Великолепный Павлик

Рубля с мелочью и начатой книжечки троллейбусных билетов Юраше хватило ненадолго.

Несколько знакомых, у которых он по телефону попросил взаймы, отказали под разными предлогами, не слишком при этом утруждая себя вежливостью. Продавать свои вещи? Нет, на это он пока еще не пойдет. Одежда — неотъемлемая и составная часть его самого. Продать замшевую куртку было для него примерно тем же самым, что лишиться, к примеру, руки или ноги. Оставалось взять какую-нибудь срочную халтуру. Юраша во всем великолепии южного загара и блеска заграничных шмоток направился в свое старое ателье.

Встретили его хорошо.

Юраша даже растрогался.

Предлагали: возвращайся, забудем старое, примем. Но Юраша заважничал:

— Не могу, я пошел на повышение. Вот халтуру бы взял… — Он гордо покручивал свои блеклые чумацкие усики.

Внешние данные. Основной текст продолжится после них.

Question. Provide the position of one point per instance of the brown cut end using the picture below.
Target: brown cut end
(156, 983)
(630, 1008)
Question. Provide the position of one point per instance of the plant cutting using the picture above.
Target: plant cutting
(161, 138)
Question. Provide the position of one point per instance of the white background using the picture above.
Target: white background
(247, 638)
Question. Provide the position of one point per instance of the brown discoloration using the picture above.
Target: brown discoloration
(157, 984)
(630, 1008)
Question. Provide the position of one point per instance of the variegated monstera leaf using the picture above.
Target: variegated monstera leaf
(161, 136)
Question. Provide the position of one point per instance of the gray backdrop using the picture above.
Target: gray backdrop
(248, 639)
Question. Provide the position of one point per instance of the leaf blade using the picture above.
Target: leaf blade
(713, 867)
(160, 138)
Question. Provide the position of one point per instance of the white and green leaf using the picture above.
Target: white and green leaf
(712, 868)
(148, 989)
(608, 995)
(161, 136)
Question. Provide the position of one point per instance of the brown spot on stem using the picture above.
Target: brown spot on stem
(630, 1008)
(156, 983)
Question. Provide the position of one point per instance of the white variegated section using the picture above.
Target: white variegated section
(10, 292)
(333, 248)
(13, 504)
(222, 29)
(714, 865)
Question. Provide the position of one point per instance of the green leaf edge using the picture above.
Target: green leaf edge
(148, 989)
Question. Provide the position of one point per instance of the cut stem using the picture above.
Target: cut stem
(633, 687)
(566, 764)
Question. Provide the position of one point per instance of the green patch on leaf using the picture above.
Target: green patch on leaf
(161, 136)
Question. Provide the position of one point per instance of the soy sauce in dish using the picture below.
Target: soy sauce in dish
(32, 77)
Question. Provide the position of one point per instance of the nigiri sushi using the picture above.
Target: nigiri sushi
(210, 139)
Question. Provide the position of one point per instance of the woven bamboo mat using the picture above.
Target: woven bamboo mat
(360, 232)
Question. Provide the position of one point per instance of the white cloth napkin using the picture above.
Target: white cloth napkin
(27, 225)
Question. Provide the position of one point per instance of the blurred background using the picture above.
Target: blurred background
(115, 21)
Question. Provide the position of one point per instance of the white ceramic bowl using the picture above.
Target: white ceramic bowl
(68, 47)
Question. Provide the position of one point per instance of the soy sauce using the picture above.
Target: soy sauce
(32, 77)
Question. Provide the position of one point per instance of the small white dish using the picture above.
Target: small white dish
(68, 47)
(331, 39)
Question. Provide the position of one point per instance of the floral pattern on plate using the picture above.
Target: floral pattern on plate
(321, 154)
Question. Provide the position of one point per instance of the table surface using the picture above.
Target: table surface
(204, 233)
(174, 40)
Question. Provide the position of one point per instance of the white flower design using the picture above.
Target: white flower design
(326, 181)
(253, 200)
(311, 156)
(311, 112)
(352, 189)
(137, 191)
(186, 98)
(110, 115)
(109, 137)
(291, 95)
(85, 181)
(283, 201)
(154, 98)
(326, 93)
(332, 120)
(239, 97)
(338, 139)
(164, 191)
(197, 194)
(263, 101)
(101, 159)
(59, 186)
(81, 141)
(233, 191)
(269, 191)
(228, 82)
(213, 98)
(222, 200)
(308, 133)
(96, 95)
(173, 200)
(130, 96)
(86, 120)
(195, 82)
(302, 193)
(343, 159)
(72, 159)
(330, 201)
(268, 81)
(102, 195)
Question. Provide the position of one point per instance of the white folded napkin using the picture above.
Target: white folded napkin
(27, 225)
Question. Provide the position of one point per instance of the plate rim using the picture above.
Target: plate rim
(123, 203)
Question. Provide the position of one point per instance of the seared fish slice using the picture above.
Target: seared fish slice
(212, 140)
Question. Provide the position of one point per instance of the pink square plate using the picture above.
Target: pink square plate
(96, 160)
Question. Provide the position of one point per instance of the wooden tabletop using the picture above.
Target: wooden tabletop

Побочных заказов в ателье не оказалось.

С тем и удалился.

Когда желудок начал прилипать к позвоночнику, Юраша решился. Некогда два или три дня он стажировался как агент по распространению театральных билетов. Теперь, как видно, пришла пора использовать полученные знания.

Юраша бездумно шел по скользкой дорожке…

На этот раз мачеха-судьба, та самая, что послушного ведет, а упрямого тащит, свела его с Павликом Запорожцем. Тоже в своем роде примечательной личностью.

Павлик Запорожец так и остался заурядным человеком. У него не хватило духу окончить даже два курса института. Он начал свою карьеру комендантом молодежного общежития. Но тем не менее «выбился в люди». Помог слепой случай — личных заслуг Павлика в этом не было ни на грош.

Павлик любил прихвастнуть, что он автор-новатор самого эффективного метода воспитания молодежи — пытался внедрить в своем общежитии систему штрафных очков, подобную той, которая практикуется на спортивных состязаниях за нарушение правил игры. Но его не оценили. Пришлось искать новое поле для применения своих способностей.

На первых порах семейной жизни, обуреваемый планами личного культурно-эстетического развития, Павлик как одержимый покупал книги, выстаивал очереди за подписными изданиями. Он любил, словно завзятый книголюб, порассуждать о художественной литературе. Двух прочитанных книг, как он считал, было вполне достаточно для этого.

В его большой квартире прибавлялось книжных полок — на них выстраивались ряды книг, сверкающие золотым тиснением на разноцветных корешках. Это было эффектно, это было по-настоящему красиво. Супруге надоело любоваться разноцветными корешками. Начался отлив. Книги стали раздражать. Они собирали пыль и занимали слишком много места.

— Ну что ты понимаешь в художественной литературе? — пристала к Павлику жена. — И туда же… О господи, ты писатель, что ли? Или литературный критик? Зачем столько бумаги в доме? Ведь есть библиотеки… Стоят и только пыль собирают.

— Как тебе не стыдно, Евгения! — с ложным пафосом воскликнул Павлик, выпячивая грудь. (Он любил важничать.) — Мы собираем только классиков. Хемингуэй, Экзюпери, Фолкнер. Разве ты не знаешь, с каким трудом я доставал их? Чем лучше пишет писатель, тем труднее купить его книги.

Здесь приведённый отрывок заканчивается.